Workingmen of all countries unite!
Translation: hahahahahahahahahhahahaha but in your defense, I would give anything to be wrong.
Without some kind of income redistribution we are sailing into dark waters.
This is contentious because I'm not exactly advocating for arbitrary gate-keepers. The nuance is that building usable stuff is hard. And not a matter of shipping more code. I take your point to mean well it depends on what that code is doing. If 20x more code is in a meta-harness of simulation and such to arrive at the leading candidate for what hits production, well then you've got my attention there.
damowangcy•2h ago
Month 1 - 6 months to AGI
Month 2 - We will Replace all jobs
Month 3 - Okay maybe only the SWEs, programming is solved
Month 4 - Announce model that is too dangerous to release
Month 5 - Releases dangerous model
Month 6 - This is it! We will replace AIs with more AIs (*secretly files for IPO)
AI is here to stay, like it or not but it is not the solution to everything. If it is, what is Anthropic's moat? A better model? I don't see any ecosystem being built by them, as MCP is almost obsolete except for some very niche use case. And they're doing stuff that a non-profit version of OpenAI would do. Can we trust a for-profit company to stand against their investors during a conflict of interest? Because running a company for maximum profit versus being ethical is two different end of the spectrum.
parpfish•52m ago
free chatgpt doesn't need to exist anymore. its job was to build hype/interest and it did.
but take it away and you solve many social problems and annoyances caused by AI with no loss to the upside of AI. no more cheating students in school. no more shitty linkedin posts. no more dangerous "therapy sessions" that give bad advice.
baq•45m ago
The problem is, if you’re any sort of knowledge worker, you’re essentially providing the same thing: you’re an intelligence with agency.

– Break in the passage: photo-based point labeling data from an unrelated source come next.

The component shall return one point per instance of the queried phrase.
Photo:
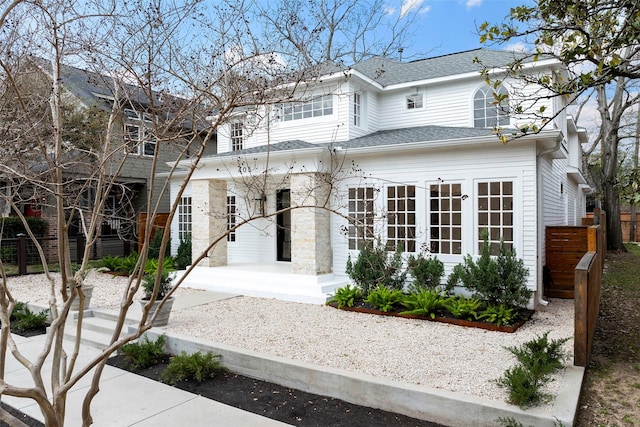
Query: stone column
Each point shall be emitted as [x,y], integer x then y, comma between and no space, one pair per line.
[310,227]
[209,221]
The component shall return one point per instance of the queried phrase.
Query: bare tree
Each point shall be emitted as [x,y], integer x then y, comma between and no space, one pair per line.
[186,69]
[598,42]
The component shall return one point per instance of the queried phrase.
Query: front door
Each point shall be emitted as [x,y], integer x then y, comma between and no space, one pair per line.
[283,221]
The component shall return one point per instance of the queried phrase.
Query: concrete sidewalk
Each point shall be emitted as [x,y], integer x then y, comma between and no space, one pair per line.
[126,399]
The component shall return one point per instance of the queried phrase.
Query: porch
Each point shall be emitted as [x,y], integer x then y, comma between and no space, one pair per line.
[267,280]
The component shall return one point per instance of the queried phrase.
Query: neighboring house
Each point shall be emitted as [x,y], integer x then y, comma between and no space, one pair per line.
[406,149]
[133,145]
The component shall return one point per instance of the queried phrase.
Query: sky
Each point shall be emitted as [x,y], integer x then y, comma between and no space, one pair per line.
[448,26]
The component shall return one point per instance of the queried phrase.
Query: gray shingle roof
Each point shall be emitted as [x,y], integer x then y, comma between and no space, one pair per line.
[388,72]
[377,139]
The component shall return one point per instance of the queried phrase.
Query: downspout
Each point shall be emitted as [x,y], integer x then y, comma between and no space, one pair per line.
[542,301]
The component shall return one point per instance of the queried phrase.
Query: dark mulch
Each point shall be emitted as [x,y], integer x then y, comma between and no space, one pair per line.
[284,404]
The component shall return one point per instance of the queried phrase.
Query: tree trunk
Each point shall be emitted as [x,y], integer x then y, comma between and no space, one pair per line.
[612,208]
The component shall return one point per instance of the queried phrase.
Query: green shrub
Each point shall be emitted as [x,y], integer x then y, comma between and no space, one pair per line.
[152,265]
[148,283]
[196,366]
[537,360]
[462,307]
[113,263]
[541,356]
[523,386]
[424,303]
[128,263]
[374,266]
[26,320]
[183,256]
[427,272]
[155,243]
[143,354]
[346,296]
[500,280]
[385,299]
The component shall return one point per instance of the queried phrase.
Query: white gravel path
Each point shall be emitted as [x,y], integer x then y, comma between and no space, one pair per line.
[449,357]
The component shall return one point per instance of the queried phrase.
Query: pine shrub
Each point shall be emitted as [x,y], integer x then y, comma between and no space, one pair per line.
[374,266]
[143,354]
[427,272]
[196,366]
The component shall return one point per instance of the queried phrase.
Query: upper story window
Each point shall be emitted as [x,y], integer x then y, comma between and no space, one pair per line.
[237,136]
[184,218]
[138,141]
[316,107]
[414,101]
[488,111]
[357,109]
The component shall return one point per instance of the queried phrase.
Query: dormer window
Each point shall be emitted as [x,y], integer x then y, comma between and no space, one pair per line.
[316,107]
[138,141]
[414,101]
[490,109]
[357,109]
[237,136]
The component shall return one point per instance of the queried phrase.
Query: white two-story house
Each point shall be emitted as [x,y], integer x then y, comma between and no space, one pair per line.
[404,152]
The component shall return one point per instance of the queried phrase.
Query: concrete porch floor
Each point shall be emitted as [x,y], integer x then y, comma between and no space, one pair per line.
[267,280]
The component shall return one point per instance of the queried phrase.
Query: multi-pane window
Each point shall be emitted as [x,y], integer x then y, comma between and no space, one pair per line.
[495,213]
[401,217]
[138,140]
[414,101]
[488,111]
[361,213]
[237,136]
[445,235]
[316,107]
[184,217]
[231,217]
[357,109]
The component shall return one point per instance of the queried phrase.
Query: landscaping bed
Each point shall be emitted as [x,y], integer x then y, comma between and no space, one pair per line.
[369,309]
[277,402]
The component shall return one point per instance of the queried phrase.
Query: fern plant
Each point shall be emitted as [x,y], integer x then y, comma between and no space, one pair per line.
[462,307]
[424,303]
[385,299]
[346,296]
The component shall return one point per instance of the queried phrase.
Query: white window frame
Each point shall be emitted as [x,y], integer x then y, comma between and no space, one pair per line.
[357,109]
[486,113]
[318,106]
[237,136]
[361,208]
[402,217]
[499,207]
[185,219]
[232,210]
[414,101]
[446,217]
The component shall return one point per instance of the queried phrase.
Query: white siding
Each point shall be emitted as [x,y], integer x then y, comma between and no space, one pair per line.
[516,163]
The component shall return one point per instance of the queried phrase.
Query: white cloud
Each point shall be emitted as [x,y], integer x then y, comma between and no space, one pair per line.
[516,47]
[409,6]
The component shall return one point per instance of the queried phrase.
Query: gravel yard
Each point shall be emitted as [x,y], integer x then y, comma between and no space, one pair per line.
[449,357]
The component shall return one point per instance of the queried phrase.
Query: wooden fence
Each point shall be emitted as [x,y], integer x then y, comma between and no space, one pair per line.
[588,283]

MCP is irrelevant. The moat is the quality of intelligence the service providers sell, including you. Tokens aren’t fungible between providers until you measure that they are for your use case, that’s kinda sorta the goal of job interviews.
Thus the moat will be that they’re providing the best models for the things people need other intelligent people for, but we should expect there will be limits on how much share they can economically take assuming competitors are optimizing for slightly different targets (but there’s still significant overlap in capability). This will disappear, but it’s always a question of when. The path matters as much as the destination.
Note that implications for you and me are exactly what the article says they are: nobody knows, but it’ll be a dramatic shift.